A motorcyclist carried out a suicide bombing at a busy section of the eastern capital of Jalalabad during the morning rush hour Saturday, killing 35 people and injuring more than 100. Government workers collecting their pay at a bank were apparently targeted, with children among the casualties.

Ministry of Interior spokesman Sediq Sediqqi was reluctant to confirm the Islamic State’s culpability on Sunday, pointing to an ongoing investigation.

"The Afghan security forces are working day and night to prevent these kinds of attacks," he said. "Every 24 hours we are making new arrests," he said.

He dismissed the idea that Afghanistan faces the same threat as Iraq now that the U.S. has drawn down its troops from the country, leaving behind only a residual force.

“Our country is different from Iraq. ISIS would not succeed here the same way the Taliban has not been able to succeed” he said, using an alternative name for the Islamic State. The Afghans will not allow any enemy to divide them.”
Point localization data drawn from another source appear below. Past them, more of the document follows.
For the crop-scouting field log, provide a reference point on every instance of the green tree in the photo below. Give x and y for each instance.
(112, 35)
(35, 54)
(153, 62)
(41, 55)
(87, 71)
Afghan President Ashraf Ghani blamed the group during a televised address Saturday, giving credence to the Islamic State claim.

“Today the deadly attack in Nangarhar Province — who claimed responsibility?” he said. “Taliban did not claim responsibility, but Daesh claimed responsibility.”

Daesh is an Arabic acronym for the Islamic State.

A self-appointed Islamic State spokesman claimed via text messages to news media Saturday that the militant group was responsible for the attack. The Taliban immediately denied responsibility and condemned it on social media.

Shahidullah Shahid, who identifies himself as the Islamic State spokesman for the region, was expelled from the Pakistani Taliban last fall after pledging allegiance to the militant group.

Some analysts and Afghan leaders have described apparent Islamic State activity in Afghanistan as a rebranding of the existing insurgency, rather than an influx of foreign fighters heeding a religious call.

“Such suicide attacks, killings, beheadings and terror happened before,” said Afghan parliamentarian Ali Akbar Qasimi, who heads parliament's defense commission. “They are the same people. The only thing is that they changed the cloth from white to black, and it means that they will continue what they want to do.”

But he expressed concern about the Islamic State group’s methods, which are extreme even by Taliban standards.

While the Taliban see themselves as Afghanistan’s legitimate government and tend to shy away from civilian domestic targets, the Islamic State has shown little reluctance in pursuing indiscriminate slaughter.

“For Afghans it is very important that they stay committed to their security forces” Qasimi said. “Because [the Islamic State] is a big demon and our country will have a very bad future if they remain active.”